Saturday, February 22, 2014

The Olympics

My friends haven't seen much of me the last two weeks. It's the Olympics! Since I was a little child I have been mesmerized by all the jumping, gliding, flying, tripping and floating of the winter events.  I swear I could hum the Russian national anthem by the time I was ten. I thought it was the most majestic melody I'd ever heard.  Go figure.

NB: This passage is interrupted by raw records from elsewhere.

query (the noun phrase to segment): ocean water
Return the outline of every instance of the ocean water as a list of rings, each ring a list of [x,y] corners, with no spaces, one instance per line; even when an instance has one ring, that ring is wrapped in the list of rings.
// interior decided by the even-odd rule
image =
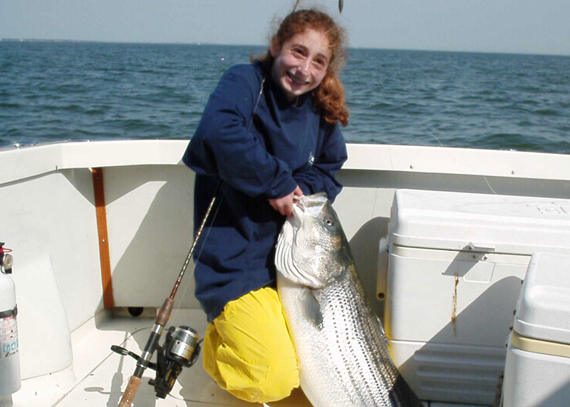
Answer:
[[[260,46],[0,41],[0,148],[192,137]],[[570,56],[350,49],[349,143],[570,153]]]

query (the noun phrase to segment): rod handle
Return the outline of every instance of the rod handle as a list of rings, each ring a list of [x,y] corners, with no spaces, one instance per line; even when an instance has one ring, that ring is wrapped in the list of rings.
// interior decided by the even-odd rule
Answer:
[[[119,403],[119,407],[130,407],[138,387],[140,386],[140,381],[141,378],[140,377],[137,377],[135,375],[130,376],[127,388],[125,389],[125,393],[123,393],[123,398],[120,399],[120,403]]]

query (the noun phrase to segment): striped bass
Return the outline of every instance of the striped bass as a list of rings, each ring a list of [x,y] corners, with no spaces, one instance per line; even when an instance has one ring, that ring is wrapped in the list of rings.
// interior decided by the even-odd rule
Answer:
[[[390,356],[325,194],[294,205],[278,238],[275,264],[301,387],[313,406],[423,406]]]

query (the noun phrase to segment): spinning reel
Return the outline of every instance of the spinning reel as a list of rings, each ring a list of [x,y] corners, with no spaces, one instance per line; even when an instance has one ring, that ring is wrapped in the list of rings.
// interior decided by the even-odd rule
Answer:
[[[149,362],[150,369],[156,371],[156,378],[148,383],[155,388],[157,397],[165,398],[174,386],[183,367],[190,367],[198,359],[202,340],[188,326],[171,326],[165,338],[165,343],[157,346],[156,363]],[[139,360],[140,356],[125,348],[113,345],[111,350],[121,355]]]

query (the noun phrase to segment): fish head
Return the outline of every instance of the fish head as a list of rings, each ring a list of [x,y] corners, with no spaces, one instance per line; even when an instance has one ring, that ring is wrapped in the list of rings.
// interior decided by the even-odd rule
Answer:
[[[320,289],[342,277],[351,259],[346,237],[326,195],[301,197],[279,234],[278,272],[296,284]]]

I still love it all, especially the figure skating. If you read my blog while I was in Alaska, you'll recall that I found a frozen lake under a mountain (actually, everything in Alaska is under or on top of a mountain), and skated my little heart out, pretending to be Peggy Fleming (http://betterthanlaughter.blogspot.com/2011/02/skating.html). What was fantasy to me, is real for these competitors this week. And I was able to watch it live in the mornings when there were few interruptions, and I could be among the first to see it all unfold in real time. Thanks for understanding, all of you friends who watched some of it with me and all of you who didn't try to drag me away. Believe me, it was spiritual!

So I had this strange anxiety dream last night (Don't start yawning until you hear it). I was teaching school again, just coming in on a Monday morning. I guess it had been a busy weekend because I had absolutely no idea what the lessons were for the week. In real life, this could only happen if you had just awakened from amnesia ("Oh, am I the teacher?") or discovered you had the winning lottery ticket and were only there to say goodbye. A day without lesson plans lasts ten years, and you are not well at the end of it (Don't ask me how I know).

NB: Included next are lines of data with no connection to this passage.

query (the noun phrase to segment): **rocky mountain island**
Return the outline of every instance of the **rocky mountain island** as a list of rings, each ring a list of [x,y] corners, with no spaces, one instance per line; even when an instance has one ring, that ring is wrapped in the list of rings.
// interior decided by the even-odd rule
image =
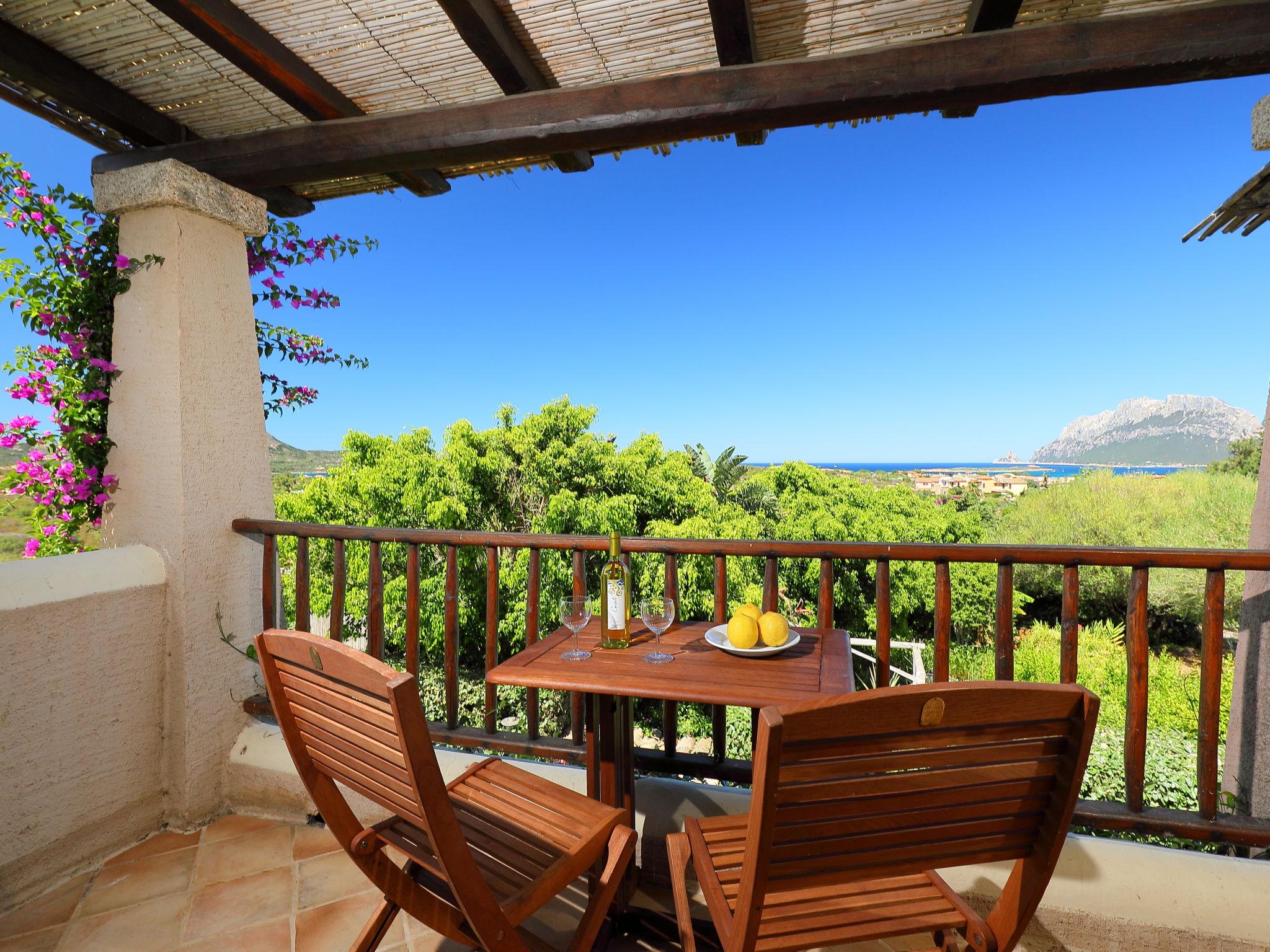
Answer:
[[[1058,439],[1033,453],[1031,462],[1201,465],[1220,459],[1231,440],[1260,429],[1256,416],[1217,397],[1134,397],[1114,410],[1076,418]]]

But in my dream it didn't seem like a big deal. I was getting the children settled when in walks my former principal, the one I had when I taught in St. Pete years ago. She smiled and, with clipboard in hand, took a seat and said she was there to observe for half an hour or so. If you are a teacher, you get it!  Observation equals evaluation. There are only one or two a year (or there used to be) and you'd better be on for this. Your career could ride on it.

I distinctly recall the feelings I was having in my dream. The "OH NO!!!, ARE YOU KIDDING ME????" kind of aggravated panic, but also a "Hey, I can handle this!" kind of  in-your-face optimism. I quickly perused the reading guide to see what story I was supposed to be teaching. With an air of confidence and calmness I picked up my book and took my seat with all the children around me in a circle. The principal was still smiling expectantly, her pen in hand.

For just that moment, I think, in my subconscious mind anyway, I was on the Olympic stage. It had all come down to this one performance. All the college classes, the staff development, the meetings, trainings, experience.......all rested on this reading lesson that I had not a clue about. I knew I was about to experience "the thrill of victory or the agony of defeat" in my own realm. The world stopped turning for that few seconds as I took the ice........er, I mean.... opened the book.

This has got to be why I love watching the Olympics. It isn't about them so much as it's about me......the triumphs, the disappointments, the strength, stamina, and determination to git 'er done, no matter what the challenge. I need some Olympic Spirit!  Don't we all!? I am grateful for the chance to tap into that colossal chunk of inspiration,  then personalize it and use it to take my place among my fellow humans.

Want to know how the dream ended? This is hilarious! Just at that moment of truth, when everything was on the line, the door swung open and a teacher's aid announced, "Ice cream for everyone!" Without hesitation,  she proceeded to pass it out to the explosive cheers of the jubilant (if diminutive) crowd.  The principal left the room.

I have only one question......does this mean I won or lost???????????